Let’s Make it Better
The ideal solution to this problem will make it easy to answer the questions posed earlier. It will apply SRP and OCP to lead us to a solution that is extensible and maintainable. Given the ComplectingTradeExecutionProcessor, I would refactor it in the following ways.
Let’s analyze how this implementation allays our earlier concerns:
- How will this code be unit tested?
The ExtensibleTradeExecutionProcessor unit test will exclusively focus on ensuring that a set of rules are applied to the executed price and that the resulting reported price calculation is mathematically correct. There will be unit tests for each rule that are free from the side-effects of other rules. Successfully separating which rules are applied from how the rules are applied fulfills the desire to write code that applies the SRP.
- How will this code be extended?
Unlike before, inserting an additional rule no longer requires modifying the internals of ExtensibleTradeExecutionProcessor. This is a successful application of the OCP. As a developer, this should be a welcomed relief because rules may be added or removed without fear of breaking the reported calculation. An additional benefit of this approach is that since each rule is now a function, each rule has an easily identifiable name. The function names should use the same vocabulary as the business, which makes it simpler to review rule implementation with project stakeholders.

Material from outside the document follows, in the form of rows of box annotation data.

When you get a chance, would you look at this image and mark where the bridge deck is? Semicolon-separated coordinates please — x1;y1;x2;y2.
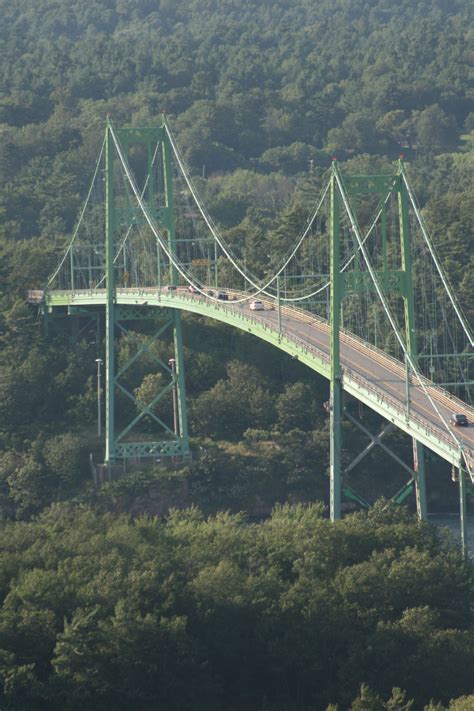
40;288;474;481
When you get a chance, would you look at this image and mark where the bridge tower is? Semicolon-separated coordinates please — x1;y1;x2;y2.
105;117;189;466
330;159;427;520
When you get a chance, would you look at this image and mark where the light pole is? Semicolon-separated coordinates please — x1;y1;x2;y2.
95;358;104;437
168;358;179;437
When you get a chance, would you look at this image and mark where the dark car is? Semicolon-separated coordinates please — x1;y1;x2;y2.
450;412;469;427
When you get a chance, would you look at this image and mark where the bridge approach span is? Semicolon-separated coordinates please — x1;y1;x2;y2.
44;287;474;482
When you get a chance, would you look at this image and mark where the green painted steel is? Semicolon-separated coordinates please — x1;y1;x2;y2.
329;167;342;521
45;288;474;480
105;120;189;463
459;462;469;558
105;121;116;463
398;160;428;520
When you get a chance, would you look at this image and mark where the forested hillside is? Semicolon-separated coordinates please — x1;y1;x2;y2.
0;0;474;711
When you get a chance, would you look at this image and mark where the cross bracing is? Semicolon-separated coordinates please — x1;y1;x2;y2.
31;117;473;552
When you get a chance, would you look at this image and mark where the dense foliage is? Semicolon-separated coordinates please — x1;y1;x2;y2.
0;0;474;711
0;505;474;711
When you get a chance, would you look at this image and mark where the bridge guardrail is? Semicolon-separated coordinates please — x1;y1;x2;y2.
42;287;474;476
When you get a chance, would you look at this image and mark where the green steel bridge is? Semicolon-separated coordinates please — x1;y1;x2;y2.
29;116;474;547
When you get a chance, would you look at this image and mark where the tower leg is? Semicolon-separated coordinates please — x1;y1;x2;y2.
459;463;468;558
329;379;342;521
413;439;428;521
105;303;115;464
173;309;189;455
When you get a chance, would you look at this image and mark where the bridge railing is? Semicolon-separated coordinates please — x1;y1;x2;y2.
42;287;474;470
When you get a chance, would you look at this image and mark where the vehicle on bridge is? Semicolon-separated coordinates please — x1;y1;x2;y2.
450;412;469;427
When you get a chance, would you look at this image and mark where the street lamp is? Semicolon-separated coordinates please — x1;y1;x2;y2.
95;358;104;437
168;358;179;437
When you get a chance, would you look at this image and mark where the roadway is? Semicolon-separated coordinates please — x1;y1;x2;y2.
36;287;474;481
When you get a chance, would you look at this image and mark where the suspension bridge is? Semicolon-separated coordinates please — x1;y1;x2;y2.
29;116;474;546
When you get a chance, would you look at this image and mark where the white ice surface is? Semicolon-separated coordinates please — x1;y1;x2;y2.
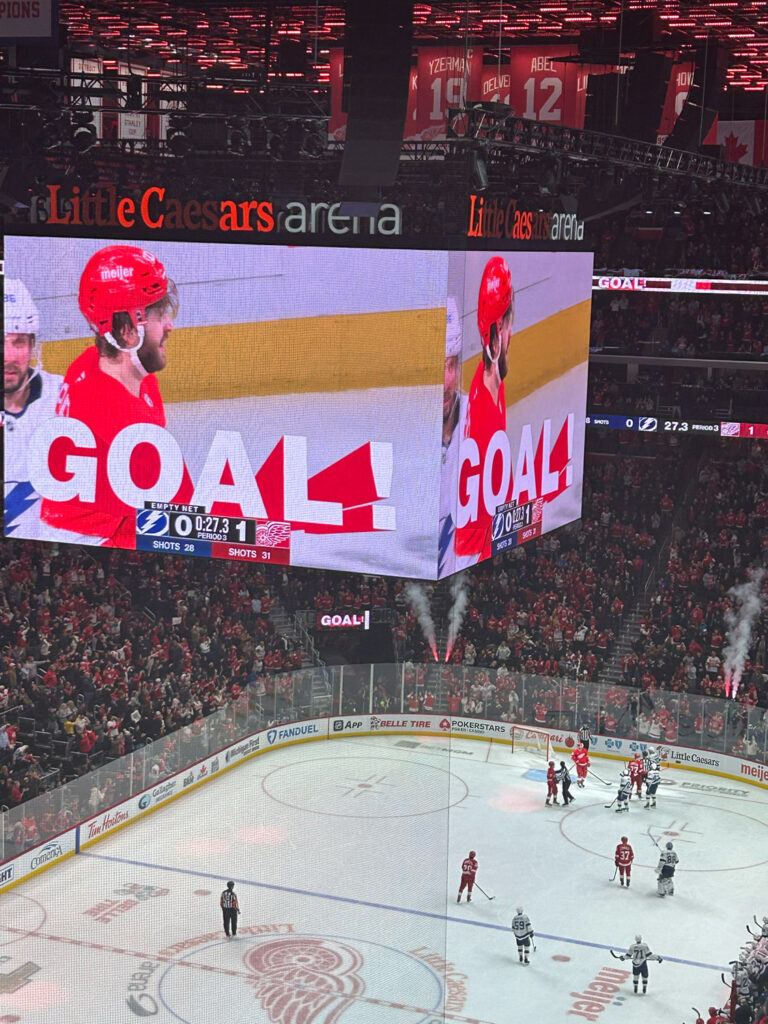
0;737;768;1024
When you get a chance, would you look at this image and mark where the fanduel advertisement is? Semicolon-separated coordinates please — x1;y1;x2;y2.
4;237;592;579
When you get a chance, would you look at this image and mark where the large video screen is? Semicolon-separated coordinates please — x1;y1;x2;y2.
4;237;592;579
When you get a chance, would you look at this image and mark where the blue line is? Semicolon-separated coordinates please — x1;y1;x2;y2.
83;851;730;973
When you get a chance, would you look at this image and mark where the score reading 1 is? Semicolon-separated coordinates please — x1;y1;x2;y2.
168;512;256;544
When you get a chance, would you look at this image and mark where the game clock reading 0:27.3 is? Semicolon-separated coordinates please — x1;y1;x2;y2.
136;502;291;565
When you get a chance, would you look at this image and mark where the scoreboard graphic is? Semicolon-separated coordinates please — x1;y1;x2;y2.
136;502;291;565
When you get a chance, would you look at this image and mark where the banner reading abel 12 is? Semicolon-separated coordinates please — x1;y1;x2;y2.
438;252;592;578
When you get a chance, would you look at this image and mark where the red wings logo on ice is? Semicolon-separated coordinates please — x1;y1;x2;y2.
244;937;366;1024
256;522;291;548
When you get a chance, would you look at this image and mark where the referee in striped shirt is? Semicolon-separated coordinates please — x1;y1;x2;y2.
219;882;240;939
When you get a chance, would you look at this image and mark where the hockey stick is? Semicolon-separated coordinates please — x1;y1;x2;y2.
475;882;496;900
587;767;613;785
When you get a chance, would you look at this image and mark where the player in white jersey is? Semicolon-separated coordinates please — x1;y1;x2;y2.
618;935;664;995
512;906;534;964
616;769;632;814
645;761;662;807
656;843;679;896
3;278;63;540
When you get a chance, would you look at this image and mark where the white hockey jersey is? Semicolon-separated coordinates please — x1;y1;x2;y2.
656;850;680;879
512;913;534;939
3;370;63;540
623;942;662;967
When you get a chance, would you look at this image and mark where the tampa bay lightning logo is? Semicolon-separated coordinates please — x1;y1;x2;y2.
136;509;168;537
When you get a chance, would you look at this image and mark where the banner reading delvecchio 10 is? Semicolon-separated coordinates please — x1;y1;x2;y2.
438;252;592;578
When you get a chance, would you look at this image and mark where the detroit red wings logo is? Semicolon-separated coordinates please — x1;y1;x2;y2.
256;519;291;548
244;937;366;1024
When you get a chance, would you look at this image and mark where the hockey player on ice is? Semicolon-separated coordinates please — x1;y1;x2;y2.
644;761;662;807
456;850;477;903
613;836;635;889
656;843;679;896
512;906;534;964
618;935;664;995
627;754;643;800
3;278;63;540
616;768;632;814
570;742;590;790
546;761;557;807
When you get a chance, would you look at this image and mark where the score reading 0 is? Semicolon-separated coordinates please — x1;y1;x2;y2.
136;502;291;565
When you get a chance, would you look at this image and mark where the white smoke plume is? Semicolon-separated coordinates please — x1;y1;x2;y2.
406;581;437;660
723;569;765;698
445;572;469;662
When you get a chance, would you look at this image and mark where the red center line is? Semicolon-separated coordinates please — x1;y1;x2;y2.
4;925;495;1024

- How will rule ordering be changed?
Rule application is now a configuration concern when the application is instantiated, instead of being embedded in the TradeExecutionProcessor implementation. The current implementation clearly indicates that rule ordering does not matter because the price mutators are a set. Should requirements change, price mutators can be changed to a list to denote that rule ordering matters. In this case, it is still a configuration concern to order rule application. This approach yields dividends when rule application ordering is changed and as a developer, you can configure rule ordering without fear of breaking unit tests or the reported price calculation.
I hope that the refactored solution struck you as being simple. Simplicity is often identified with software that obeys SRP and OCP. Study the unit tests to see how this new approach to trade execution processing removes complexity. Then, go find some complecting code in your own project and make it simpler!